Esta vontade nacional se encarnou num quadro político, a Organização pela Libertação da Palestina, sua única representante legítima, reconhecida pela comunidade internacional representada na Organização das Nações Unidas e suas instâncias e, também, em outras organizações regionais e internacionais, fundamentando-se sobre os direitos inalienáveis do povo árabe palestino, sobre o consenso árabe tanto quanto sobre a legalidade internacional, a OLP conduziu os combates de seu grande povo, galvanizado por uma unidade nacional exemplar e uma resistência sem falhas aos massacres e ao estado de sítio, no interior como no exterior de sua pátria. Esta epopéia palestina se impôs à consciência árabe e internacional como, um dos movimentos de libertação nacional dos mais consideráveis de nosso tempo.
O grande levante popular, a Intifada em pleno curso nos territórios palestinos ocupados e a resistência épica dos acampamentos de refugiados no interior e no exterior da pátria, elevaram a consciência universal da realidade e dos direitos nacionais palestinos a um nível superior de percepção e de compreensão. A cortina caiu finalmente sobre toda uma época de falsificações e entorpecimento das consciências. A Intifada sitiou a mentalidade israelense oficial, acostumada a apelar ao terror para negar a existência nacional palestina.
Com a Intifada e a experiência revolucionária acumulada, o tempo palestino chegou ao limiar de uma encruzilhada histórica decisiva. O povo árabe palestino reafirma hoje seus direitos inalienáveis e seu exercício sobre o solo palestino.
De conformidade com os direitos naturais, históricos e legais do povo árabe palestino à sua pátria, a Palestina, e fortificado pelos sacrifícios de gerações sucessivas de palestinos pela defesa da liberdade e da independência de sua pátria.
Baseado nas resoluções das conferências da cúpula Árabe,
Em virtude da primazia do direito e da legalidade internacional encarnados pelas resoluções da Organização das Nações Unidas de 1947,
Exercendo o direito do povo árabe palestino à autodeterminação, à independência política e à soberania sobre seu solo.
O Conselho Nacional Palestino, em nome de Deus e em nome do povo árabe palestino, proclama o estabelecimento do Estado da Palestina sobre nossa terra palestina, com Jerusalém, al-Quds al-Sharif, por capital.

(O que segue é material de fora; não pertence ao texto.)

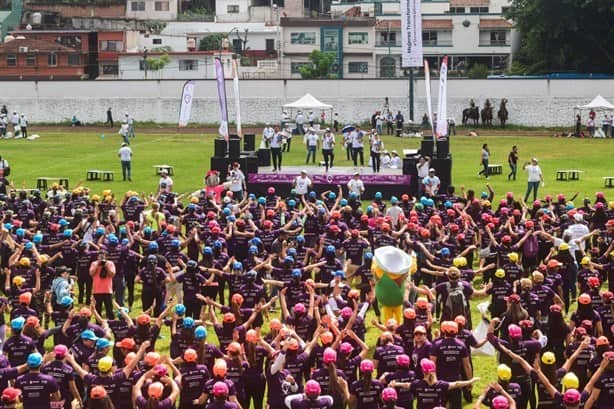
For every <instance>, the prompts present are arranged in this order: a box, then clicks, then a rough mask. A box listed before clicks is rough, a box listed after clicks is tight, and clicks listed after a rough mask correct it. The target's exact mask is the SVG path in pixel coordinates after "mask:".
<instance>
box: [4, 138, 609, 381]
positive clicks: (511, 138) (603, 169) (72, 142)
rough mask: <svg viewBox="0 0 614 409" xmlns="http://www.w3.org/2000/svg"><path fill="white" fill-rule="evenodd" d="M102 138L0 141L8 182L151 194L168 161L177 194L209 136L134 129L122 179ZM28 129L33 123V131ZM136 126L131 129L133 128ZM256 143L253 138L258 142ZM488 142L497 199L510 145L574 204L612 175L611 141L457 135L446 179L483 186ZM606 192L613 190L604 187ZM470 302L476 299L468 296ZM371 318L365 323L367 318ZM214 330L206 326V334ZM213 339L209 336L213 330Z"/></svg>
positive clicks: (602, 182) (373, 339) (349, 163)
mask: <svg viewBox="0 0 614 409" xmlns="http://www.w3.org/2000/svg"><path fill="white" fill-rule="evenodd" d="M107 131H108V130H104V131H102V132H104V133H105V135H104V137H103V136H102V135H101V132H89V133H81V132H69V133H60V132H52V131H51V132H46V131H43V132H40V135H41V138H40V139H38V140H36V141H32V142H31V141H24V140H6V141H5V140H3V141H0V146H1V148H0V152H1V154H2V157H3V158H5V159H7V160H8V161H9V162H10V164H11V167H12V174H11V180H13V181H14V183H15V185H16V187H28V188H29V187H34V186H35V182H36V178H37V177H39V176H48V177H60V176H61V177H69V178H70V183H71V186H74V184H75V183H76V182H77V181H79V180H84V179H85V174H86V171H87V170H88V169H108V170H115V171H116V175H115V176H116V181H115V182H105V183H103V182H88V183H87V186H89V187H91V188H92V189H93V190H94V191H95V192H98V193H99V192H100V191H102V189H104V188H109V187H110V188H112V189H113V191H114V192H115V193H116V194H118V195H121V194H123V193H124V192H125V191H126V190H138V191H140V192H152V191H154V190H155V188H156V185H157V180H158V177H157V176H155V175H154V170H153V168H152V165H156V164H169V165H173V166H174V167H175V175H174V176H173V179H174V182H175V190H176V191H178V192H192V191H194V190H196V189H198V188H200V187H201V184H202V178H203V175H204V173H205V172H206V171H207V170H208V169H209V158H210V157H211V155H212V154H213V138H214V136H212V135H199V134H174V133H171V132H173V131H169V133H168V134H164V133H155V134H153V133H152V134H145V133H137V138H136V139H135V140H134V141H133V143H132V149H133V151H134V160H133V177H132V179H133V182H122V181H121V168H120V164H119V159H118V158H117V150H118V149H119V146H120V143H121V138H120V137H119V136H118V135H117V134H116V133H115V131H111V132H109V134H108V135H107V134H106V132H107ZM30 132H31V133H35V132H36V129H35V128H34V129H32V130H31V131H30ZM137 132H138V129H137ZM384 142H385V144H386V149H388V150H392V149H397V150H399V152H400V150H401V149H403V148H419V146H420V140H419V139H400V138H395V137H384ZM257 143H259V139H258V141H257ZM483 143H488V144H489V146H490V149H491V155H492V156H491V163H501V164H503V165H504V167H503V169H504V175H503V176H494V177H491V178H490V180H489V181H488V182H489V183H490V184H491V185H492V187H493V188H494V189H495V192H496V193H497V195H498V196H497V199H496V200H498V199H499V198H500V197H501V196H500V195H504V194H505V192H507V191H513V192H515V193H517V194H523V193H524V189H525V188H526V175H525V174H524V173H523V172H522V171H519V175H518V180H517V181H516V182H508V181H507V178H506V176H505V175H506V174H507V171H508V170H507V165H506V163H507V153H508V152H509V150H510V148H511V146H512V145H518V147H519V150H520V162H521V163H523V162H524V161H527V160H529V159H530V157H532V156H535V157H537V158H538V159H539V161H540V165H541V167H542V169H543V171H544V174H545V178H546V186H545V188H540V189H541V190H540V195H542V196H543V195H545V194H548V193H550V194H553V195H555V194H558V193H561V192H562V193H565V194H567V195H568V196H570V195H572V194H573V193H575V192H576V191H579V192H580V196H579V198H578V200H577V201H576V204H580V202H581V199H582V198H583V197H585V196H587V197H591V198H592V197H594V196H593V195H594V193H595V192H596V191H599V190H603V189H602V186H603V180H602V177H603V176H614V166H613V165H612V164H613V163H614V161H613V158H614V141H611V140H588V139H587V140H580V139H558V138H550V137H535V136H480V137H465V136H459V137H455V138H453V139H452V144H451V149H450V150H451V152H452V155H453V161H454V162H453V183H454V184H455V185H456V186H457V187H459V186H461V185H465V186H466V187H467V188H470V189H474V190H476V191H477V192H480V191H482V190H485V188H484V183H485V181H484V180H483V179H478V178H477V176H476V174H477V171H478V170H479V160H480V147H481V145H482V144H483ZM336 154H337V157H336V160H337V164H338V166H344V165H346V166H350V163H349V162H347V161H346V160H345V152H344V151H342V150H341V149H340V148H337V149H336ZM304 155H305V151H304V148H303V147H302V146H301V145H300V143H299V138H294V140H293V146H292V153H290V154H289V155H288V154H286V155H285V156H284V163H285V164H287V165H291V164H294V165H300V164H301V163H303V160H304ZM557 169H580V170H583V171H584V173H582V175H581V181H580V182H556V181H555V177H554V176H555V171H556V170H557ZM605 193H606V197H607V196H610V197H612V196H613V195H612V194H611V193H610V192H605ZM474 304H476V302H474ZM370 318H371V317H369V319H368V321H370ZM473 322H474V323H477V322H479V317H478V316H477V314H476V312H475V311H474V312H473ZM210 333H211V334H213V332H212V331H211V332H210ZM163 334H164V339H162V340H161V342H160V343H159V344H158V345H159V346H160V347H161V349H162V351H165V350H167V349H168V340H169V334H168V332H164V333H163ZM377 336H378V331H376V330H373V329H370V330H369V332H368V334H367V337H368V341H369V344H370V345H374V343H375V338H376V337H377ZM212 337H213V338H215V335H212ZM474 368H475V373H476V376H480V377H481V378H482V380H481V381H480V383H479V384H478V385H477V387H476V388H474V391H475V392H476V393H478V392H479V391H481V390H482V388H483V387H484V386H485V385H486V384H487V383H488V382H490V381H492V380H494V379H495V376H496V375H495V372H494V369H495V368H496V365H495V360H494V358H484V357H475V359H474Z"/></svg>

O Estado Palestino é o Estado dos Palestinos onde quer que eles estejam. É neste quadro que eles poderão desenvolver sua identidade nacional e cultural, gozar da plena igualdade dos direitos, praticar livremente suas religiões e expressar, sem obstáculos, suas convicções políticas.

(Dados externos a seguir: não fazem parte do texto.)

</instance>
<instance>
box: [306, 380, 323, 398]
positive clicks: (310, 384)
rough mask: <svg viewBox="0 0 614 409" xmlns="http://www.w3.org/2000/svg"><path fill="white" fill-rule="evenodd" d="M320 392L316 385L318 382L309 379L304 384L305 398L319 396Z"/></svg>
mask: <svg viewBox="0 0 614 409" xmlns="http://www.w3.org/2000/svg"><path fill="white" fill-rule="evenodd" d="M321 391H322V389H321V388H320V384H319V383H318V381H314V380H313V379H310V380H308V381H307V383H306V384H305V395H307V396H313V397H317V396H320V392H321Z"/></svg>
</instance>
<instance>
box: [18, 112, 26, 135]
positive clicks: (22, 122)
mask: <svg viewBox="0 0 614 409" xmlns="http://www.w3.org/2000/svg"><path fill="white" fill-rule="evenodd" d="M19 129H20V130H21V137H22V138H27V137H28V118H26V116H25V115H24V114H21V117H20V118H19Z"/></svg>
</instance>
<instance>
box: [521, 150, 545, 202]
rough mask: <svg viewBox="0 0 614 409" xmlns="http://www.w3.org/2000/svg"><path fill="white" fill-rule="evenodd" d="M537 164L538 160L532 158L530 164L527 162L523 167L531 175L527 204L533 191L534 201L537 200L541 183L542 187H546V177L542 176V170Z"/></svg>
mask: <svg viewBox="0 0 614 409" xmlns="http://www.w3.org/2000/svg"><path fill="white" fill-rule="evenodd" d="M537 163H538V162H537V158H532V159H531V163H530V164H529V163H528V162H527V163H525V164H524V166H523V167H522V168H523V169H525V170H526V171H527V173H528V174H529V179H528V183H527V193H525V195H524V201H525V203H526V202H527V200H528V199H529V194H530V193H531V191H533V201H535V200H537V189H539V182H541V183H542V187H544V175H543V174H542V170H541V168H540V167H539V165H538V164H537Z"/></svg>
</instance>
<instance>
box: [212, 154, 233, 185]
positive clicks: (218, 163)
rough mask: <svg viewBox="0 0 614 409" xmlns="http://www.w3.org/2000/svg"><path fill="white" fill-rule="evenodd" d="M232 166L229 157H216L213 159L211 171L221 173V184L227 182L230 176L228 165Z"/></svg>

Nesse Estado será respeitada sua dignidade humana em regime parlamentar democrático fundamentado sobre a liberdade de pensamento, a liberdade de constituir partidos, o respeito, pela maioria, dos direitos da minoria e o respeito, pela minoria, das decisões da maioria. Este regime será fundamentado sobre a justiça social, a igualdade e a ausência de toda forma de discriminação, de raça, religião, cor ou sexo, no quadro de uma constituição que garante primazia da lei e a independência da justiça, e em total fidelidade às tradições espirituais palestinas, tradições de tolerância e de coabitação generosa entre as comunidades religiosas através dos séculos.

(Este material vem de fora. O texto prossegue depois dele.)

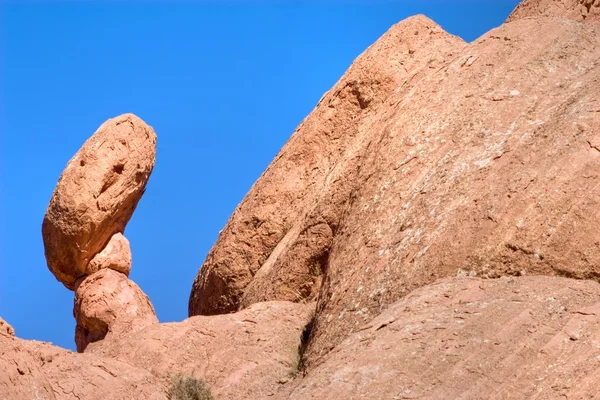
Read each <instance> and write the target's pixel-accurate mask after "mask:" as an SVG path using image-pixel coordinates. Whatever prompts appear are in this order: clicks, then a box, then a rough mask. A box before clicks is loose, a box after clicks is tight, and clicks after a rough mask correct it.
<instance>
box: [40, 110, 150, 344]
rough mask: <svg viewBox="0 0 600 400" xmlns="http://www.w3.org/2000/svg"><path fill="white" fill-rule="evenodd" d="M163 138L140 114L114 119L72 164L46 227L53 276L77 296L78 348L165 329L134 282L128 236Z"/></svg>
mask: <svg viewBox="0 0 600 400" xmlns="http://www.w3.org/2000/svg"><path fill="white" fill-rule="evenodd" d="M155 155H156V134H155V133H154V130H152V128H151V127H150V126H148V125H146V123H145V122H144V121H142V120H141V119H139V118H138V117H136V116H135V115H133V114H124V115H121V116H119V117H116V118H113V119H109V120H108V121H106V122H105V123H104V124H102V125H101V126H100V128H98V130H97V131H96V132H95V133H94V134H93V135H92V137H90V138H89V139H88V140H87V141H86V142H85V144H84V145H83V147H82V148H81V149H80V150H79V151H78V152H77V154H75V156H74V157H73V158H72V159H71V160H70V161H69V163H68V164H67V168H66V169H65V170H64V172H63V173H62V175H61V177H60V179H59V181H58V184H57V186H56V189H55V191H54V194H53V195H52V199H51V200H50V205H49V206H48V210H47V211H46V216H45V217H44V222H43V224H42V235H43V237H44V246H45V249H46V260H47V263H48V268H50V271H51V272H52V273H53V274H54V276H56V279H58V280H59V281H61V282H62V283H63V284H64V285H65V286H66V287H67V288H69V289H71V290H76V293H75V307H74V310H73V314H74V316H75V319H76V320H77V326H76V328H75V343H76V345H77V351H79V352H83V351H84V350H85V348H86V347H87V345H88V344H89V343H91V342H95V341H98V340H102V339H104V338H105V337H107V336H109V337H111V336H114V335H121V334H124V333H128V332H131V331H135V330H139V329H142V328H145V327H146V326H149V325H152V324H155V323H157V322H158V320H157V318H156V315H155V313H154V308H153V307H152V304H151V303H150V300H148V297H147V296H146V295H145V294H144V293H143V292H142V290H141V289H140V288H139V287H138V286H137V285H136V284H135V283H134V282H133V281H130V280H129V279H127V277H128V276H129V272H130V270H131V249H130V248H129V241H128V240H127V238H125V236H123V232H124V231H125V225H127V222H128V221H129V219H130V218H131V215H132V214H133V211H134V210H135V208H136V206H137V204H138V202H139V200H140V198H141V197H142V195H143V194H144V190H145V188H146V183H147V182H148V178H149V177H150V173H151V172H152V169H153V168H154V159H155Z"/></svg>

O Estado da Palestina é um estado árabe, indissociável da Nação Árabe, de sua herança e de sua civilização, e de suas aspirações à libertação ao desenvolvimento, à democracia e à unidade. Reafirmando seu engajamento a carta da Liga dos Estados Árabes e sua determinação em consolidar a ação árabe comum, o Estado da Palestina conclama os filhos da Nação Árabe para que eles o ajudem a realizar seu estabelecimento efetivo, mobilizando seu potencial e intensificando seus esforços para por fim à ocupação israelense.
O Estado da Palestina proclama sua adesão aos princípios e aos objetivos da Organização das Nações Unidas, à Declaração Universal dos Direitos do Homem, assim como aos princípios e à política do não alinhamento.